John Grisham and the Big Picture
One of Mississippi's most famous sons, novelist John Grisham, has borrowed from the Diaz story:
"Today, many states with an elected judiciary find their courts under attack from big business, insurance and tobacco. This is so prevalent that it has even made its way into popular culture. This entire scenario is the plot of John Grisham’s latest best-seller, 'The Appeal.' I don’t think that John Grisham needs any help from me in selling his books, but I do highly recommend it for anyone who wants to learn more about this topic in a very entertaining way."
Diaz and Minor
Diaz took legal campaign support from Minor, but also took the extra step of recusing himself in cases involving Minor's clients. Diaz was not required to do this, but he did it as a precautionary measure. He was indicted anyway. Essentially, he was charged with making corrupt rulings on cases in which he made no rulings:
"The loan guaranteed by Minor was a campaign loan prior to the election, not after. All of the proceeds of this loan were used in my campaign to counter the attacks launched by the U.S. Chamber. This is all perfectly legal in Mississippi. Mississippi law specifically provides for loans to campaigns.
"Paul Minor had been a friend of mine for years, and he provided a great deal of help for me in my campaign. In addition to monetary support, he also provided advice and was involved in campaign decisions. Because of this relationship, I did not want anyone to be able to question my participation in cases in which he was involved. Therefore, in my entire time at the Mississippi Supreme Court, I have never voted or participated in any way in any case in which Paul Minor, his firm or his clients were involved. Paul knew that by taking such an active role in my campaign, I would not participate in his cases, and he agreed with that decision."

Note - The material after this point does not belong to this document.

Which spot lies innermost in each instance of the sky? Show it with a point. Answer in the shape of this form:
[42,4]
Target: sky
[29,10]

A Highly Conflicted Prosecutor
We know about the myriad conflicts of interest U.S. Attorney Leura Canary had in the Siegelman case. Diaz saw similar conflicts from U.S. Attorney Dunn Lampton in Mississippi:
"Lampton tried to dodge the questions of conflict by saying that he was not participating. This was simply a lie. Lampton questioned witnesses in the grand jury and signed the indictment. He issued press releases trumpeting the charges against us. His office personnel and resources were devoted to the prosecution. He regularly attended court and observed the proceedings. Again, the irony was that we were being prosecuted by Lampton for perceived conflicts of interest, and Lampton himself was not even attempting to live up to the standard for which he was prosecuting."
Bogus Jury Instructions
As we have reported here at Legal Schnauzer, U.S. Judge Henry Wingate made numerous unlawful rulings and gave incorrect jury instructions in the Minor case. Diaz had a front-row seat for that circus:
"In some very bizarre rulings, the trial judge in his case actually ruled exactly opposite of his rulings in our first trial. The judge went so far as to instruct the jury that they could convict Minor even if they found that the rulings of a judge in his case were the correct rulings.
"In other words, the trial judge basically instructed the jury that the simple fact that Minor guaranteed loans to a judge’s campaign was enough to convict him of bribery. Because there was never a question as to the existence of loans, this instruction completely took away Minor’s defense that there were loans but that there was never a 'quid pro quo' or something done by the judge in exchange for the loan. Without a defense, it was easy for the jury to convict."
What Lies Ahead?
Diaz has hope that justice will eventually be done. But he says it probably will not happen quickly.
"Unfortunately, I do not think we are going to get any answers as long as the current administration is in office. I think the only way we will see any action taken to correct the injustices that have been done will be if we insist that the next administration conduct a full investigation into these abuses."